Tom Kha Gai, or Thai Chicken Soup with Coconut Milk, uses some authentic Thai ingredients, which may be bad news for those of us living in little landlocked towns like Saginaw, Sheridan, or Sioux Falls. The good news is that there are substitutions for these ingredients that can be found in any grocery store. And the even better news is that I have made this soup with both authentic Thai ingredients, like lime leaves, and with common substitutions, like lime zest, with little compromise in flavor. That’s rare, but I feel it’s true in this case.
Sometimes I can find things like galangal, sometimes not. Just roll with it.
My green-thumbed husband takes care of our Makrut lime tree, so I don’t have to look far for those.
A Couple Tom Kha Gai Making Tips:
- The key to this soup, as in many Thai recipes, lies in striking the right balance between sweet, sour, spicy, and salty flavors. That balance is one of the crowning principles of Thai cuisine, and there’s no other way to reach it than to taste, taste, taste. Tweak it with a bit of extra fish sauce for salt, an extra squeeze of lime for sour, an extra pinch of sugar for sweet, or an extra hit of chilies for spice. Taste and tweak repeatedly until you find yourself wanting to taste again and again and again. That means it’s done : )
- Shrimp is a delicious and thyroid-friendly alternative to chicken in this soup, but add them towards the end of cooking, so they don’t get overcooked.

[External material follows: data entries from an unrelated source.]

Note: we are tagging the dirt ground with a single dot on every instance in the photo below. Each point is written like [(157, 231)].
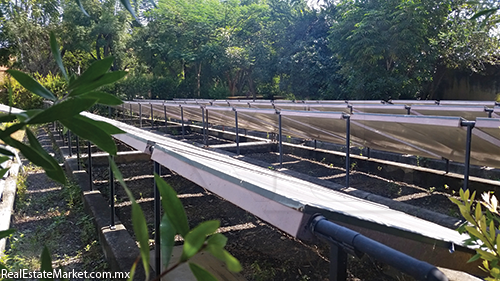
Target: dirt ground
[(265, 252)]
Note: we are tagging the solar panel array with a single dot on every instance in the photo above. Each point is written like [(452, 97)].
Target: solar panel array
[(424, 128)]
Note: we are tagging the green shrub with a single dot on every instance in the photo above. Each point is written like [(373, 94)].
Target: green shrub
[(24, 99)]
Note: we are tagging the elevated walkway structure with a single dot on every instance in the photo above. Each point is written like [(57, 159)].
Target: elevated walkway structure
[(289, 203)]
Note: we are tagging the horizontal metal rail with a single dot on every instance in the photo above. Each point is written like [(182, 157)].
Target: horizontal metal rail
[(357, 244)]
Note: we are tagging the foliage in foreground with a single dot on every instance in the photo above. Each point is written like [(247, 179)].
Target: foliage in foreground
[(79, 94), (483, 228)]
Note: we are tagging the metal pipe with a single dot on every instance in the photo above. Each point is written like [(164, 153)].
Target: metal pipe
[(470, 125), (203, 124), (182, 121), (347, 149), (140, 115), (157, 210), (77, 153), (152, 119), (91, 183), (111, 193), (237, 132), (280, 140), (357, 244), (165, 115), (70, 149)]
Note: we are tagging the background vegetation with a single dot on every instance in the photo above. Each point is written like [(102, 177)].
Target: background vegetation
[(369, 49)]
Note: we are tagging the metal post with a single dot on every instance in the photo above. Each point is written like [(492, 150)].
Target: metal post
[(111, 193), (140, 115), (470, 126), (77, 153), (91, 184), (338, 263), (203, 124), (347, 148), (165, 115), (157, 210), (237, 132), (152, 120), (182, 121), (280, 140), (70, 149)]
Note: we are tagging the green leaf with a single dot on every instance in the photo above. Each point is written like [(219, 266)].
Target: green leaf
[(89, 129), (102, 98), (126, 4), (132, 270), (94, 71), (167, 239), (79, 3), (3, 172), (172, 206), (6, 233), (64, 110), (31, 84), (6, 152), (4, 118), (487, 13), (200, 273), (102, 80), (194, 240), (138, 220), (46, 262), (54, 47)]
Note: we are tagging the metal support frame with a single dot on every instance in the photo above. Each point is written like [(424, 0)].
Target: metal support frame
[(91, 183), (345, 240), (111, 193), (470, 125), (157, 210), (165, 115), (140, 115), (347, 148), (70, 149), (237, 131), (152, 119), (280, 140), (182, 121), (77, 153), (205, 139)]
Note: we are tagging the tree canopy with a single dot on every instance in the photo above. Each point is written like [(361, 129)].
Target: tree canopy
[(356, 49)]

- A note regarding spice: since I’m cooking for a 4-year-old, I omit the chili paste until we’ve ladled out the soup and hubs and I can stir it into our bowls, to taste– works just fine. Sriracha has a major cult following, but if you haven’t tried it, you may prefer the more multi-dimensional flavor of Sambal Oelek. I know I do.
- I use the simmering broth to peel the tomatoes. Simply use a paring knife to cut out the core, and then slash a shallow X in the other end of the tomato. Drop into the simmering broth for about 1 minute or until the skins begin to split and peel. Remove from soup and set aside until cool enough to peel, seed, and dice. Piece a cake.
- Coconut products such as coconut milk contain healthy fats which can aid in hormone balance. Consumption of healthy fats is commonly recommended for those with thyroid issues for this reason. They are also a positive substitution for refined carbs and sugar in the diet, which can diminish thyroid health and promote an overabundance of estrogen. A word of caution: many canned foods are contaminated with BPA, which is absorbed from the plastic lining of the can. To avoid the hormonal disruption that can occur from ingesting BPA, purchase coconut milk in cans that are labeled, “BPA-free.”
- Chinese medicine suggests warming foods like ginger and chilies for the treatment of hypothyroidism because they are metabolism boosters. The powerful anti-inflammatory properties of ginger can help relieve the inflammation often associated with hypothyroidism.
- Selenium is a nutrient important to the production and regulation of thyroid hormones, and mushrooms happen to be one of the top 10 foods highest in selenium. Just one crimini mushroom provides 7% DV of selenium. I suggest using criminis in this soup because the selenium content is higher than that of button mushrooms.
- Cilantro is a detoxifying herb and helps rid the body of heavy metals like mercury. Heavy metal toxicity is among the leading causes of thyroid disease. So load up on that garnish– it’s delicious and good for your health.